CFRA covers private employers with 50 or more workers within 75 miles of the worksite, and public employers with any number of workers. CFRA runs concurrently with FMLA.
CFRA was enacted to provide employees with work leave rights for reasons such as:
- Birth of a child.
- Placement of the employee’s child through adoption or in a foster care home.
- A serious health condition incurred by the worker’s spouse, child, or parent.
- The employee is unable to work because of a serious health condition.

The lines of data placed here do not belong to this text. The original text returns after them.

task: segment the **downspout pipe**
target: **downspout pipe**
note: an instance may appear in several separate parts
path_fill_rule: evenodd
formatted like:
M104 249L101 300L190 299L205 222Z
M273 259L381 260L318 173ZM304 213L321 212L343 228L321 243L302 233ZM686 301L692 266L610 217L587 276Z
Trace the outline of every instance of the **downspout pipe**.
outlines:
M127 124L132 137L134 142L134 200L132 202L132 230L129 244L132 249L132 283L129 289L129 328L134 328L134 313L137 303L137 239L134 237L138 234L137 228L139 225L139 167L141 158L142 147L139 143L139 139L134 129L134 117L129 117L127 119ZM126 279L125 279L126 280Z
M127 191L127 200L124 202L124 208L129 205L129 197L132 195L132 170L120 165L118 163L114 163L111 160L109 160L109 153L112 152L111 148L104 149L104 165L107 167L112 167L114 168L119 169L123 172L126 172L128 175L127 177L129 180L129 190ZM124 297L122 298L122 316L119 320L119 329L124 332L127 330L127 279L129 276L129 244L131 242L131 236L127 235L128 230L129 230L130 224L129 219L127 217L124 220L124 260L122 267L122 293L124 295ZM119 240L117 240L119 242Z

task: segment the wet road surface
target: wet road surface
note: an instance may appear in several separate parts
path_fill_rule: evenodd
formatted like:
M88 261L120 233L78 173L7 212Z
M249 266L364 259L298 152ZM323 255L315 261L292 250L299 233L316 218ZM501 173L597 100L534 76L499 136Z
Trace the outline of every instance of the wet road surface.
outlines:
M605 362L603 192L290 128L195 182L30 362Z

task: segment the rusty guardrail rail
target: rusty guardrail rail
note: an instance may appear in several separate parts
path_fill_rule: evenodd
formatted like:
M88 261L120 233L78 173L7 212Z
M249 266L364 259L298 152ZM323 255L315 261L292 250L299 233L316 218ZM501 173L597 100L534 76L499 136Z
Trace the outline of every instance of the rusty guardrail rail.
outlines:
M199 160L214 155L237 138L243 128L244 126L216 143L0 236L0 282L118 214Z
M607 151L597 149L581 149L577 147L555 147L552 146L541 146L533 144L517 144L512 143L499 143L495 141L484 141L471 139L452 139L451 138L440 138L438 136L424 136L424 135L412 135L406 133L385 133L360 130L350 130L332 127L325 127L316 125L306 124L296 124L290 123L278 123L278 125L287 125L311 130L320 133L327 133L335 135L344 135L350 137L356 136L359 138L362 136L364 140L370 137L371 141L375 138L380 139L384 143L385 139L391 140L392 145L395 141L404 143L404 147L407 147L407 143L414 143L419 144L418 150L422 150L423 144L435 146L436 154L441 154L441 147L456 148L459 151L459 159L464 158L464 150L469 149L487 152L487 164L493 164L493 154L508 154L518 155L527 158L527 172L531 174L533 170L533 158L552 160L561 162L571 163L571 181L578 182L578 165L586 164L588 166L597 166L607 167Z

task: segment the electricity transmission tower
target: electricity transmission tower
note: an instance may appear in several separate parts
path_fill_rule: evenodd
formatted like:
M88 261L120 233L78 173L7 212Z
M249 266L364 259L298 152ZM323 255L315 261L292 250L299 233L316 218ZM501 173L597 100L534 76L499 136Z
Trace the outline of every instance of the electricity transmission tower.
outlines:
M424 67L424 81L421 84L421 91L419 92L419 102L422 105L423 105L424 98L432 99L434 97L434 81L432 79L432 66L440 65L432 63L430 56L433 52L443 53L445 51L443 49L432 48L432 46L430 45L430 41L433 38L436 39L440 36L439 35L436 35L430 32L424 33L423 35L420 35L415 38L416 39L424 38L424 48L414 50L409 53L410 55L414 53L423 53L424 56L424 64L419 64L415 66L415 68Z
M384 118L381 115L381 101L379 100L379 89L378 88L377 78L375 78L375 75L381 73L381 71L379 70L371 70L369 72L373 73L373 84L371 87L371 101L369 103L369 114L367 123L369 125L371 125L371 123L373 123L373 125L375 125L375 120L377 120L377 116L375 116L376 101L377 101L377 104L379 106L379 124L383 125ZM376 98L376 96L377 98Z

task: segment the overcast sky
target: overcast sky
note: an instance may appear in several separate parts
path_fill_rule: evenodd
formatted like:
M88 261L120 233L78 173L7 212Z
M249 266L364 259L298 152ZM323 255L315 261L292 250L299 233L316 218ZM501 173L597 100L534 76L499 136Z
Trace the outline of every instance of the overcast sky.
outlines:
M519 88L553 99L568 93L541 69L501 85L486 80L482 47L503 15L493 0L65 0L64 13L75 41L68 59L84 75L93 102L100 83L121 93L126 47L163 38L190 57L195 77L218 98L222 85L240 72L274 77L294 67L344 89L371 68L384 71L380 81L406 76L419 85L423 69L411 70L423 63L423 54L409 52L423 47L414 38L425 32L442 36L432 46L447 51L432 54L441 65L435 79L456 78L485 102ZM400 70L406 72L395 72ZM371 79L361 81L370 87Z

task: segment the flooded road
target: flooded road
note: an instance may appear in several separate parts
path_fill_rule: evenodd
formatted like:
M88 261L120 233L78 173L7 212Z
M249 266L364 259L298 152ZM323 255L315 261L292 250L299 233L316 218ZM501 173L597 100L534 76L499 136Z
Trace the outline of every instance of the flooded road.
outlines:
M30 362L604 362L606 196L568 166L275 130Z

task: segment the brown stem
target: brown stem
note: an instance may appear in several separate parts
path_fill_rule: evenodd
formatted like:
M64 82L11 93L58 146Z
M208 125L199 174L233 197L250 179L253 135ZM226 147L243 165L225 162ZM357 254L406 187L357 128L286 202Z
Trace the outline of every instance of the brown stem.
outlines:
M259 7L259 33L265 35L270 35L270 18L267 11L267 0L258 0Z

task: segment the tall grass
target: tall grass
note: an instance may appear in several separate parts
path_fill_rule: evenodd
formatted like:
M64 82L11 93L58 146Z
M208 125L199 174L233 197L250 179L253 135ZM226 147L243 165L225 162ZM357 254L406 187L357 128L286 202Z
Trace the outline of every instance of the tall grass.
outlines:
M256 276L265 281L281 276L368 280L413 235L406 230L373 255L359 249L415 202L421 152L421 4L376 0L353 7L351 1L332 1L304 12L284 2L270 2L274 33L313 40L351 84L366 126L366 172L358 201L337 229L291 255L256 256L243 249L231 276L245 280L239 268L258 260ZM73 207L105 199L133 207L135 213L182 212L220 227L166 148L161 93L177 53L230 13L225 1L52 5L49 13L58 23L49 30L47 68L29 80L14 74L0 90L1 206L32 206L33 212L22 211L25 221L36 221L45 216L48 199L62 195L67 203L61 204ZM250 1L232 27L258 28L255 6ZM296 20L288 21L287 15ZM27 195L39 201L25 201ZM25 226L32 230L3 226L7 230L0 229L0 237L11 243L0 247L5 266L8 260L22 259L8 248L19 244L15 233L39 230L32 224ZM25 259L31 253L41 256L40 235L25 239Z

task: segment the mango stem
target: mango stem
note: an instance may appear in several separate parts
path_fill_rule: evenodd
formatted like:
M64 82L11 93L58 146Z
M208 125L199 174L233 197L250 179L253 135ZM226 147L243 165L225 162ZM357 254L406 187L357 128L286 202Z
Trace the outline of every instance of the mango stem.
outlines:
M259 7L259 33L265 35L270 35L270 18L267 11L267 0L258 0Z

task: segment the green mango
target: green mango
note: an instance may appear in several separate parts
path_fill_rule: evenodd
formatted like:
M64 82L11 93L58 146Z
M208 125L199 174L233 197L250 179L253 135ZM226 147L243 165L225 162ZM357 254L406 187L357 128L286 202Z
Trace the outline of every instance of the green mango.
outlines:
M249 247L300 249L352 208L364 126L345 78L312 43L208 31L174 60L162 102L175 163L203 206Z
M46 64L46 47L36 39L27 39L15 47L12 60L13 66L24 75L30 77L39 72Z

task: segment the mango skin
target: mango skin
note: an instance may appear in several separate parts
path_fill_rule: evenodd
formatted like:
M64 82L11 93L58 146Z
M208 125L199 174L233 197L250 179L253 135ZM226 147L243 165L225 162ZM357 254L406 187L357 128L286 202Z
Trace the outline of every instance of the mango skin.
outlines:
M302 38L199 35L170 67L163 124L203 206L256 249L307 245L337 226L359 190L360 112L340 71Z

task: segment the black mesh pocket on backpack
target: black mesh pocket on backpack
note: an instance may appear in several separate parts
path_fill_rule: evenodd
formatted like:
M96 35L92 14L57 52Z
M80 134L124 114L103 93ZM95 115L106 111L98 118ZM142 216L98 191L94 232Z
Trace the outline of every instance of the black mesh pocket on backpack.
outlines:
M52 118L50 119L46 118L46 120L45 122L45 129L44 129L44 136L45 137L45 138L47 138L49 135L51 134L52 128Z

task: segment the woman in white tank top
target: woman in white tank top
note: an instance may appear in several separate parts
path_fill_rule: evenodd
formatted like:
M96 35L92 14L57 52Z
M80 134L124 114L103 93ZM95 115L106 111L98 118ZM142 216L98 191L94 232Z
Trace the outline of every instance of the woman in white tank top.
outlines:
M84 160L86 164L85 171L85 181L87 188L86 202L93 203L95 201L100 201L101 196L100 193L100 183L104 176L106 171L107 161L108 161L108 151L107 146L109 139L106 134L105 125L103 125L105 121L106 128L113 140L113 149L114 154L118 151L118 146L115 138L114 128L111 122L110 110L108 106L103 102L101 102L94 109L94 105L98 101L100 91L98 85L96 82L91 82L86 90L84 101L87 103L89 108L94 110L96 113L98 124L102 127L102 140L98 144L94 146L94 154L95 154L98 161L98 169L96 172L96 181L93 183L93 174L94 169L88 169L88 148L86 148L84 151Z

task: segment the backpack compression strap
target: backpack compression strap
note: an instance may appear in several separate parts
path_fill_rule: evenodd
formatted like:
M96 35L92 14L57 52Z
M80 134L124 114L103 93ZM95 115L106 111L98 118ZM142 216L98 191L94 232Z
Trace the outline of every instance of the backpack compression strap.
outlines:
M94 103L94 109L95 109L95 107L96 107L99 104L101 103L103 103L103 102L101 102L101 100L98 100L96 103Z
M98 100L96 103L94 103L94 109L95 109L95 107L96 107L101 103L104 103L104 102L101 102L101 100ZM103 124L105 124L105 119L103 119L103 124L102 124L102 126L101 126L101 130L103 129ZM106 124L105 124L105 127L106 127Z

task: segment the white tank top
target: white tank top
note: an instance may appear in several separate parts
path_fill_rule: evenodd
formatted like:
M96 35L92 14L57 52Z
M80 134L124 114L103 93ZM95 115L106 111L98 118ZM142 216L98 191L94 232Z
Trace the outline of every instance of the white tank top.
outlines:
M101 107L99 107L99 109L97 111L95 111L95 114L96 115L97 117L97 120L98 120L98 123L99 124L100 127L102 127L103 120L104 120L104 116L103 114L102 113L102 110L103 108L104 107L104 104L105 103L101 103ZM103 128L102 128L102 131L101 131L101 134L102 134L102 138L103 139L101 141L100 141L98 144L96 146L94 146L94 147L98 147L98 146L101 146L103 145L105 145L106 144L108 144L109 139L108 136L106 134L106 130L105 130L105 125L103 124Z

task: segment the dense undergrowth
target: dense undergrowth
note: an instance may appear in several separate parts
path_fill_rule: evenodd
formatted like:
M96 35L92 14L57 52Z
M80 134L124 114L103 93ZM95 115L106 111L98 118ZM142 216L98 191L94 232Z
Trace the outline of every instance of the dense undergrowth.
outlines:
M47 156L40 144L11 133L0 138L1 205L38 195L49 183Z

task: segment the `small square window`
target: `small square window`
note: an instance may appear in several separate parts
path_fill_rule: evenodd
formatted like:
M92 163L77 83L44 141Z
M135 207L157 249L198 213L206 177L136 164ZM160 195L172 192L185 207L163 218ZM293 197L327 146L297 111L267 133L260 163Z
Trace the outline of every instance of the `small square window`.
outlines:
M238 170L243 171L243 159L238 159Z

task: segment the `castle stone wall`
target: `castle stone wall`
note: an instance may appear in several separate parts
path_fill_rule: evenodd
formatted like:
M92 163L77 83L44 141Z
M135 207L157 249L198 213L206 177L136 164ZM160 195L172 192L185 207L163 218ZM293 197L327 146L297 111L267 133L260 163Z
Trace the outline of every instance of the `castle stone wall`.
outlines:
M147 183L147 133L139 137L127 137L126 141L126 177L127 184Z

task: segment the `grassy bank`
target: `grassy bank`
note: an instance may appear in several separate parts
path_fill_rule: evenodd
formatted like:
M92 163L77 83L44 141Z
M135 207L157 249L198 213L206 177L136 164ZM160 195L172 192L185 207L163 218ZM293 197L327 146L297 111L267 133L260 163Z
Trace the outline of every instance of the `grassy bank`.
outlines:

Employee eligibility for CFRA is similar to FMLA. For both CFRA and FMLA, time off for sick leave, vacation/annual leave, administrative time off (ATO), compensating time off (CTO), holidays, informal time off (ITO) or personal leave (PL) are not to be counted toward the 1,250 hours of work.
Training Leave for Emergency Rescue Personnel
Employers with 50 or more people must allow temporary leaves of absence — up to a total of 14 days per calendar year—for employees who are volunteer firefighters, reserve peace officers and emergency personnel to engage in fire, law enforcement or emergency rescue training.
You cannot terminate, threaten with termination, demote, suspend or otherwise discriminate against an employee who takes time off to engage in fire or law enforcement training. An employee who suffers any of these consequences is entitled to reinstatement and reimbursement for lost wages and work benefits. The employee can file a claim with the Division of Labor Standards Enforcement (DLSE).
San Francisco Paid Parental Leave
This San Francisco ordinance requires employers with 50 or more employees to supplement California’s Paid Family Leave (PFL) for employees working in the city. The purpose is to allow employees to receive 100% of their gross weekly wages while on a parental leave of absence. PFL currently provides eligible employees with up to 55% of their regular wages. Employees may receive these benefits for up to six weeks in a 12-month period. San Francisco’s law requires covered employers to provide additional wage replacement benefits of up to 45% of the employee’s wages, subject to the weekly maximum.